Have you ever noticed about people who sleep that they can sleep through lightening, thunder, the noise of a police siren, the neighbours next door. We used to live in Maesycwmmer in a little house right on the railway station
because Dad was a station master and for the first few days we heard the 5.30 a.m. colliers’ train coming along, stopping and starting again. Chug, chug, chug, chug, chug, chug, chug, chug. The first couple of nights we heard it. After that, I never heard it. The train was there every night, but I didn’t hear it. I slept through it all as only a teenager can sleep. Have you ever noticed a lot of people sleep just that soundly, but if their child says, “Mam” then they jump right up. That’s the way our Lord comes and speaks in death “Come on, it’s time to come home.” The personal touch of a personal Saviour; God’s servants die, but he escorts them with his rod and staff on into his presence.

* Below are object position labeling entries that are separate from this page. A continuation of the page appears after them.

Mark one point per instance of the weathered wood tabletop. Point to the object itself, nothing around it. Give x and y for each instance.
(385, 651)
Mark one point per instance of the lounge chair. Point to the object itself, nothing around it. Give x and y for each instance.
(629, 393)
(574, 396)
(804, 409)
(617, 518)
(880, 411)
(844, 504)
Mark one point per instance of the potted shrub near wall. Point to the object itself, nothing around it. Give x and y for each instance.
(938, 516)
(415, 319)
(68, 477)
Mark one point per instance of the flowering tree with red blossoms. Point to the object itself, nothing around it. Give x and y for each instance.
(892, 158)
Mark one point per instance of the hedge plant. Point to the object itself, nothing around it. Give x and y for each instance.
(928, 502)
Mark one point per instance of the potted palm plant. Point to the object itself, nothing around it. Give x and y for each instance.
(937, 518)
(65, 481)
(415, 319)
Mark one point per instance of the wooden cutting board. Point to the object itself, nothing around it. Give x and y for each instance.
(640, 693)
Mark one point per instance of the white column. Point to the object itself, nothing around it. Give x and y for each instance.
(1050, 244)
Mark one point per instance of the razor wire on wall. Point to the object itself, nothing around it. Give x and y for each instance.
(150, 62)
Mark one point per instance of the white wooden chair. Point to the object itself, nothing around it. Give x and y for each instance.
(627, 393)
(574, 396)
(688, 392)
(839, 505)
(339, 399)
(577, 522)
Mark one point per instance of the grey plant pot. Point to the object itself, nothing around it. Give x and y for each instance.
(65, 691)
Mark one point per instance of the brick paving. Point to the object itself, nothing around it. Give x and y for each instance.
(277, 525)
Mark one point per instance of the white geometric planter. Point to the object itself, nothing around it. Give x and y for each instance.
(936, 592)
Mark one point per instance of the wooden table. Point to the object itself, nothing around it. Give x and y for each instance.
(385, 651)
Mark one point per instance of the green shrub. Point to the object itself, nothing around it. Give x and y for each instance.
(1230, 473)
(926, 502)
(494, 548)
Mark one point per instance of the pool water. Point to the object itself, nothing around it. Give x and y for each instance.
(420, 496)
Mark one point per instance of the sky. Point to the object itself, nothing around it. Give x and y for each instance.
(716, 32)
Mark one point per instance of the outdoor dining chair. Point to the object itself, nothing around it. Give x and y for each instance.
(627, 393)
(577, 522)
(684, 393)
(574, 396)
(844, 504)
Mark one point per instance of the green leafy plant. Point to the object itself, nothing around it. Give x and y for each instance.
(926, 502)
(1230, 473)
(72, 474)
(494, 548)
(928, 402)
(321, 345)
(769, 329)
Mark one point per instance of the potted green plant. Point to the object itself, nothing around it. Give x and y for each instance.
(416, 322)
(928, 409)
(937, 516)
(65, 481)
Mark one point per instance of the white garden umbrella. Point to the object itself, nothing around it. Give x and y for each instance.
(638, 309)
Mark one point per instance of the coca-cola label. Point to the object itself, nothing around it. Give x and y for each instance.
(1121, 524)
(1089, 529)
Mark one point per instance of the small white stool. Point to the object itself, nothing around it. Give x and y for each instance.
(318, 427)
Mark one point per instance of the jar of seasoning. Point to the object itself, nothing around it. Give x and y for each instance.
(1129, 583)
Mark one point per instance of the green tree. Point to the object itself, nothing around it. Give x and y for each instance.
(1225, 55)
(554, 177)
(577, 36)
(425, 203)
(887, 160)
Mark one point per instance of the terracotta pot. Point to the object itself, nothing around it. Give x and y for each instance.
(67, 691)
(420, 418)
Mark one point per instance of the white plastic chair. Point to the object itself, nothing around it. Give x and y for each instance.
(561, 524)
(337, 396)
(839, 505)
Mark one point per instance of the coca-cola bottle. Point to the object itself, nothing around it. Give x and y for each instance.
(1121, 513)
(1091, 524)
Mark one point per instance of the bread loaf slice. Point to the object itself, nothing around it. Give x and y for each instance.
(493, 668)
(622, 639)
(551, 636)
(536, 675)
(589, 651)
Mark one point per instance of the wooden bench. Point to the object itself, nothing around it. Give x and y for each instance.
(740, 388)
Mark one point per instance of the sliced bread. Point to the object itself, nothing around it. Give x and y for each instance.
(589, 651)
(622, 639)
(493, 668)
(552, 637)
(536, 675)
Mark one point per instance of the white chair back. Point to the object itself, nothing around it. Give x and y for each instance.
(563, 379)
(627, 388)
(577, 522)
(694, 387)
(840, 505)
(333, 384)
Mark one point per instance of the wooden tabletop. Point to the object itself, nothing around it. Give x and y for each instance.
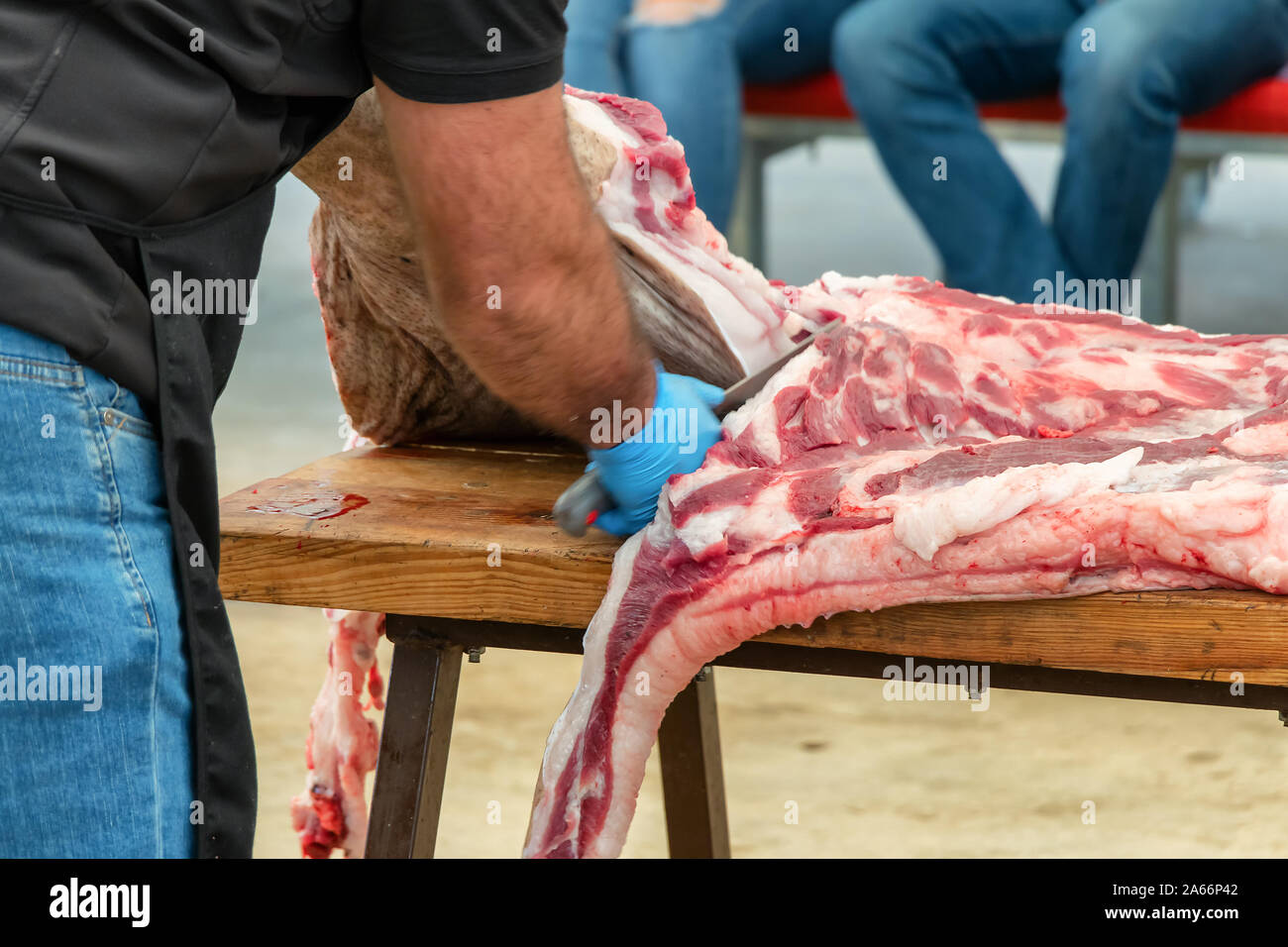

Joseph died, was embalmed and placed in a coffin in Egypt. We have finally finished our journey through Genesis. It began with God creating a beautiful paradise on earth for his creatures, and it ends with dead Joseph in a coffin in Egypt, waiting and waiting for God to bring his people back to the Promised Land. Will it be Paradise? While in the grave he was waiting for God to fulfil completely his promise of land because God’s promise of land means the return of Paradise on earth. Today we are much like Joseph and the children of Israel, waiting for God to fulfil his promise of land, to restore Paradise to earth. The world of today is far from Paradise, but we should not give up hope in the coming of the new earth, where righteousness is at home, and death has no more dominion. God is sovereign to complete his plan for the cosmos through Christ his Son. Let us not give up hope. One day he will complete what he has begun and there will be a new universe full of the righteousness of Christ, a new creation, all things made new.